Comparing Date::Infinity with Date/DateTime

Added by herwinw (Herwin Quarantainenet) over 12 years ago. Updated over 12 years ago.

Status:
Rejected
Target version:
ruby -v:
ruby 1.9.3p0 (2011-10-30 revision 33570) [i686-linux]
Backport:
[ruby-core:46557]

Description

Depending on the order you use for comparing, this works or throws an error. A snippet from IRB

irb(main):001:0> require 'date'
=> true
irb(main):002:0> DateTime.now < Date::Infinity.new
=> true
irb(main):003:0> Date::Infinity.new > DateTime.now
ArgumentError: comparison of Date::Infinity with DateTime failed

The same thing happens when using Date instead of DateTime.

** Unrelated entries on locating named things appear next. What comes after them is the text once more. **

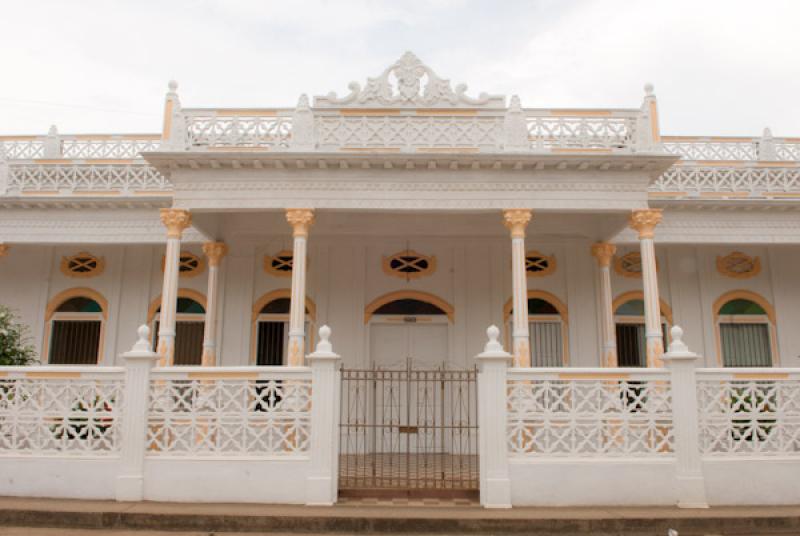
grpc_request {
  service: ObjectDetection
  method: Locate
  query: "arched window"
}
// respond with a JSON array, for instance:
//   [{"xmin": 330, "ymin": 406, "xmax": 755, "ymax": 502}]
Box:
[
  {"xmin": 505, "ymin": 290, "xmax": 567, "ymax": 367},
  {"xmin": 613, "ymin": 292, "xmax": 672, "ymax": 367},
  {"xmin": 151, "ymin": 290, "xmax": 206, "ymax": 365},
  {"xmin": 46, "ymin": 289, "xmax": 106, "ymax": 365},
  {"xmin": 714, "ymin": 291, "xmax": 774, "ymax": 367},
  {"xmin": 253, "ymin": 289, "xmax": 315, "ymax": 366}
]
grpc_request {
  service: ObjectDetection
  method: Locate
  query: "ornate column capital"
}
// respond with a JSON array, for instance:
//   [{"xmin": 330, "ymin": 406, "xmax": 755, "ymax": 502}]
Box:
[
  {"xmin": 592, "ymin": 242, "xmax": 617, "ymax": 268},
  {"xmin": 286, "ymin": 208, "xmax": 314, "ymax": 236},
  {"xmin": 203, "ymin": 242, "xmax": 228, "ymax": 266},
  {"xmin": 628, "ymin": 208, "xmax": 662, "ymax": 240},
  {"xmin": 161, "ymin": 208, "xmax": 192, "ymax": 238},
  {"xmin": 503, "ymin": 208, "xmax": 533, "ymax": 238}
]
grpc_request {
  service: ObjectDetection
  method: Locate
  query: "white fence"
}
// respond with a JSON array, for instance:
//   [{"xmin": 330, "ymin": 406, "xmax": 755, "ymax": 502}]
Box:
[{"xmin": 0, "ymin": 326, "xmax": 339, "ymax": 504}]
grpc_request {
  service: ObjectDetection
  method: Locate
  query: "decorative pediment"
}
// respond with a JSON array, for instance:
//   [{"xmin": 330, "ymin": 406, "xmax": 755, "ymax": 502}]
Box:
[{"xmin": 314, "ymin": 52, "xmax": 505, "ymax": 108}]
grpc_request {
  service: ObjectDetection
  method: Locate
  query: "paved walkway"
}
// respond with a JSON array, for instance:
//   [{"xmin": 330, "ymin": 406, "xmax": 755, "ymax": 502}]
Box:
[{"xmin": 0, "ymin": 498, "xmax": 800, "ymax": 536}]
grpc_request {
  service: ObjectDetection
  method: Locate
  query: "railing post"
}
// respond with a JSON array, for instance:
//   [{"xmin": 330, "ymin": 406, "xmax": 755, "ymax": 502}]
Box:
[
  {"xmin": 475, "ymin": 326, "xmax": 511, "ymax": 508},
  {"xmin": 44, "ymin": 125, "xmax": 62, "ymax": 160},
  {"xmin": 662, "ymin": 326, "xmax": 708, "ymax": 508},
  {"xmin": 306, "ymin": 326, "xmax": 340, "ymax": 505},
  {"xmin": 116, "ymin": 325, "xmax": 159, "ymax": 501}
]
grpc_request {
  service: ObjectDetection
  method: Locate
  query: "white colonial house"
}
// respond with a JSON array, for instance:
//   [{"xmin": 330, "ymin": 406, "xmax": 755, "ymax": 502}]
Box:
[{"xmin": 0, "ymin": 53, "xmax": 800, "ymax": 506}]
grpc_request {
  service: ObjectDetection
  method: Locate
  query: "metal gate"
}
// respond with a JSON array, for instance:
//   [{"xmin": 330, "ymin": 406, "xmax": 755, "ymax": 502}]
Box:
[{"xmin": 339, "ymin": 359, "xmax": 478, "ymax": 496}]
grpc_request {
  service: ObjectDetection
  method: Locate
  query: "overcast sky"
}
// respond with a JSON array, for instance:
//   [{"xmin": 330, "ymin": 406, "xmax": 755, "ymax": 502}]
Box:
[{"xmin": 0, "ymin": 0, "xmax": 800, "ymax": 136}]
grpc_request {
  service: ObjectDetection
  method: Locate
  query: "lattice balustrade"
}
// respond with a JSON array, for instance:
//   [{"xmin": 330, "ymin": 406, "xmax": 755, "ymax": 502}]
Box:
[
  {"xmin": 650, "ymin": 165, "xmax": 800, "ymax": 197},
  {"xmin": 185, "ymin": 110, "xmax": 292, "ymax": 150},
  {"xmin": 0, "ymin": 136, "xmax": 44, "ymax": 160},
  {"xmin": 697, "ymin": 369, "xmax": 800, "ymax": 457},
  {"xmin": 526, "ymin": 110, "xmax": 636, "ymax": 150},
  {"xmin": 0, "ymin": 367, "xmax": 124, "ymax": 456},
  {"xmin": 507, "ymin": 369, "xmax": 674, "ymax": 457},
  {"xmin": 147, "ymin": 367, "xmax": 311, "ymax": 457},
  {"xmin": 315, "ymin": 114, "xmax": 503, "ymax": 150},
  {"xmin": 61, "ymin": 135, "xmax": 161, "ymax": 159},
  {"xmin": 8, "ymin": 164, "xmax": 172, "ymax": 194}
]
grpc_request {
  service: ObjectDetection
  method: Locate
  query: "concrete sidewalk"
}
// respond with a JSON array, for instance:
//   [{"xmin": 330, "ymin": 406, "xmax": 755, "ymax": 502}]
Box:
[{"xmin": 0, "ymin": 497, "xmax": 800, "ymax": 536}]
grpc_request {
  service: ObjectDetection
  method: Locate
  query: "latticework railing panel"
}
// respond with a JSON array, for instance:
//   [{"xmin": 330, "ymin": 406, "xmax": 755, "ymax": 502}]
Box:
[
  {"xmin": 185, "ymin": 113, "xmax": 292, "ymax": 150},
  {"xmin": 0, "ymin": 369, "xmax": 124, "ymax": 456},
  {"xmin": 147, "ymin": 373, "xmax": 311, "ymax": 457},
  {"xmin": 697, "ymin": 371, "xmax": 800, "ymax": 457},
  {"xmin": 527, "ymin": 115, "xmax": 636, "ymax": 150},
  {"xmin": 7, "ymin": 164, "xmax": 172, "ymax": 193},
  {"xmin": 507, "ymin": 372, "xmax": 674, "ymax": 457},
  {"xmin": 650, "ymin": 165, "xmax": 800, "ymax": 196}
]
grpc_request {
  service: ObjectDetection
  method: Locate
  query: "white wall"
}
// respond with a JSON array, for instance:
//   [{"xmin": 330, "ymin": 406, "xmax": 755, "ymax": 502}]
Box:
[{"xmin": 0, "ymin": 241, "xmax": 800, "ymax": 366}]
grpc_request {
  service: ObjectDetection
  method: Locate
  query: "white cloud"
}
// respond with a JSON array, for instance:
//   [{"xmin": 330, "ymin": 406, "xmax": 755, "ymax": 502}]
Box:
[{"xmin": 0, "ymin": 0, "xmax": 800, "ymax": 135}]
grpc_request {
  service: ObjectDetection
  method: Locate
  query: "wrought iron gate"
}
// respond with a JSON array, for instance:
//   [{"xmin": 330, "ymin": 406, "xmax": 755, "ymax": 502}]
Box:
[{"xmin": 339, "ymin": 359, "xmax": 478, "ymax": 496}]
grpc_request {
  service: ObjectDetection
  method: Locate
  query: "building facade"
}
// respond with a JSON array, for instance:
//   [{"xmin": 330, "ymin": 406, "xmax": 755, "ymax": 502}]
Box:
[{"xmin": 0, "ymin": 53, "xmax": 800, "ymax": 368}]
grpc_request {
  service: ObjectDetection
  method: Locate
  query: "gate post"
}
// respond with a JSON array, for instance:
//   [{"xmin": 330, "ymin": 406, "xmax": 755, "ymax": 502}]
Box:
[
  {"xmin": 475, "ymin": 326, "xmax": 511, "ymax": 508},
  {"xmin": 116, "ymin": 325, "xmax": 159, "ymax": 501},
  {"xmin": 306, "ymin": 326, "xmax": 341, "ymax": 506}
]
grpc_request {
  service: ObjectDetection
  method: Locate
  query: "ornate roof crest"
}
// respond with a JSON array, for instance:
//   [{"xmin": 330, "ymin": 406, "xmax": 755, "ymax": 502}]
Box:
[{"xmin": 314, "ymin": 52, "xmax": 505, "ymax": 108}]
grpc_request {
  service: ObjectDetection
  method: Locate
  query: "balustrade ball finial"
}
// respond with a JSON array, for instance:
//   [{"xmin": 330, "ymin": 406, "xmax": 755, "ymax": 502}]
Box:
[{"xmin": 668, "ymin": 325, "xmax": 689, "ymax": 353}]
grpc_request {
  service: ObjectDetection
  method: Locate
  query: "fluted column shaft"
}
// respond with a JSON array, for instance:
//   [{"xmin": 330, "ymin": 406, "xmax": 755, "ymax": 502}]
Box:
[
  {"xmin": 592, "ymin": 242, "xmax": 618, "ymax": 367},
  {"xmin": 630, "ymin": 209, "xmax": 664, "ymax": 367},
  {"xmin": 286, "ymin": 209, "xmax": 314, "ymax": 367},
  {"xmin": 201, "ymin": 242, "xmax": 228, "ymax": 367},
  {"xmin": 157, "ymin": 208, "xmax": 192, "ymax": 367},
  {"xmin": 503, "ymin": 209, "xmax": 532, "ymax": 367}
]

The problem arises in Date::Infinity#<=>(other). This method checks if the other is a Date::Infinity (it is not) or a Numeric (it is not). It then falls back to the generic code, which calls other.coerce. Since both instances of DateTime and Date don't have a coerce method this fails.

I've fixed the problem here by adding this line to Date::Infinity#<=>(other)

when DateTime, Date; return d

This is not optimal, because when you'll try to compare an instance created with Date::Infinity.new(0), it will always return 0 when comparing with a Date(Time), which means any Date(Time) will be equal to Date::Infinity.new(0). Then again, I don't see the use case where you would initialize the Date::Infinity with a value of 0, and the same problem happens when you're comparing it with a Numeric.

irb(main):006:0> Date::Infinity.new(0) == 4
=> true

I'm not really familiar with the background of the coerce method, but relying on the coerce of a given parameter seems a little bit weird to me. There is no check on the type of the parameter (except it is not Date::Infinity and not numeric) which means the coerce method can be anything (if it exists).